The program substantially enhances the worldwide tuberculosis (TB) drug pipeline by adding several novel classes of compounds that use new mechanisms of action.
The joint research program consists of a portfolio of four projects intended to yield new compounds that attack mycobacterium tuberculosis (M tb) on multiple levels. Drug candidates arising from these projects could shorten the treatment time for patients with TB and, because of their novel mechanisms of action, treat patients who are resistant to conventional therapies.

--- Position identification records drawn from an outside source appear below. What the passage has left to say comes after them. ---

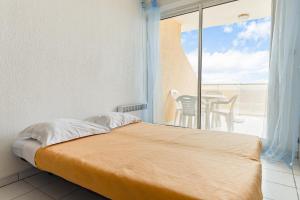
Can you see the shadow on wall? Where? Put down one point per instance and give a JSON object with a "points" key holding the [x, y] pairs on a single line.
{"points": [[177, 72]]}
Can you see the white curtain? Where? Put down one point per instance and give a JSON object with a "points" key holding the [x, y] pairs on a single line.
{"points": [[284, 83], [153, 113]]}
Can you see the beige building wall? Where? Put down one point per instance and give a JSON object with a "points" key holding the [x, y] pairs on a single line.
{"points": [[177, 72]]}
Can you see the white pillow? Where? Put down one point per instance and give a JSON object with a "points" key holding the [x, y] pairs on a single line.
{"points": [[61, 130], [114, 119]]}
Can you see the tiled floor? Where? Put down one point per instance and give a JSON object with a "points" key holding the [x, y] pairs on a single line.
{"points": [[279, 183]]}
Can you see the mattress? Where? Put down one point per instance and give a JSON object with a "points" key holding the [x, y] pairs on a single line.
{"points": [[145, 161], [26, 149]]}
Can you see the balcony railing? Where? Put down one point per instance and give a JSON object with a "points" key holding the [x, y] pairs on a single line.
{"points": [[252, 97]]}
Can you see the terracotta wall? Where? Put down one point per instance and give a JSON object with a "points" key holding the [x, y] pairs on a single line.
{"points": [[177, 72]]}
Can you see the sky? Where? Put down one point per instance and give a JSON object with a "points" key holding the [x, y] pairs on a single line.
{"points": [[235, 53]]}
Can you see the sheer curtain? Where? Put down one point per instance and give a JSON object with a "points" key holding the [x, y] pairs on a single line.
{"points": [[153, 113], [284, 83]]}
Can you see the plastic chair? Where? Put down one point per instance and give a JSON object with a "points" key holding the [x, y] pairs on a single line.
{"points": [[228, 114], [189, 110], [175, 94]]}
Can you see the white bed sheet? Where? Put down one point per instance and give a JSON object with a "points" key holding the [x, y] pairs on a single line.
{"points": [[26, 149]]}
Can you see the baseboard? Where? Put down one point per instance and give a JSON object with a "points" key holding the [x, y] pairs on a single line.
{"points": [[18, 176]]}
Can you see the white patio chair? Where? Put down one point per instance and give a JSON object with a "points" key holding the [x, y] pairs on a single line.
{"points": [[217, 119], [227, 113], [188, 116], [175, 94]]}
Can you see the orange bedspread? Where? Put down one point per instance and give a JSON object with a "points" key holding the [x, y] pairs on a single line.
{"points": [[144, 161]]}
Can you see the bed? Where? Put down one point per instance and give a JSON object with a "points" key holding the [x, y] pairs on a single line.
{"points": [[146, 161]]}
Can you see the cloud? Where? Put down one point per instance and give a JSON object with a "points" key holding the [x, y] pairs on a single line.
{"points": [[232, 66], [253, 31], [228, 29]]}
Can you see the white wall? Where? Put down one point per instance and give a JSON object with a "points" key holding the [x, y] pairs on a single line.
{"points": [[65, 58]]}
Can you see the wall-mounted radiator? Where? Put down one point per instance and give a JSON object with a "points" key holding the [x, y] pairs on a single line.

These compounds will also be screened for their ability to be used simultaneously with HIV/AIDS treatments, known as antiretrovirals (ARVs). TB is a leading cause of death among people living with HIV/AIDS, but today simultaneous TB-HIV treatment is extremely difficult due to drug-drug interactions between some ARVs and current TB drugs.
“This partnership makes a significant contribution to the increasingly robust TB drug pipeline,” said Dr Maria Freire, president and CEO of the TB Alliance. “Ultimately, the revolution in TB treatment will be based on the best combinations of novel drugs. By joining both parties’ expertise and committing to affordability, we are making a major step forward in solving a complex global health problem.”
The research program includes the pleuromutilins, a novel class of antibiotics, and two target-based projects, isocitrate lyase (Icl) and InhA. The fourth project will screen GSK’s antimicrobial libraries for novel compounds that have the ability to kill M tb. The program will be overseen by a joint steering committee and is based at GSK’s Tres Cantos, Spain facility.
The TB Alliance’s goal is to develop an entirely new therapeutic regimen that will shorten and simplify current TB treatment, which currently takes six to nine months to complete. In addition to supporting platform technologies, the TB Alliance is developing nitroimidazopyrans, quinolones, macrolides and other classes of antibiotics.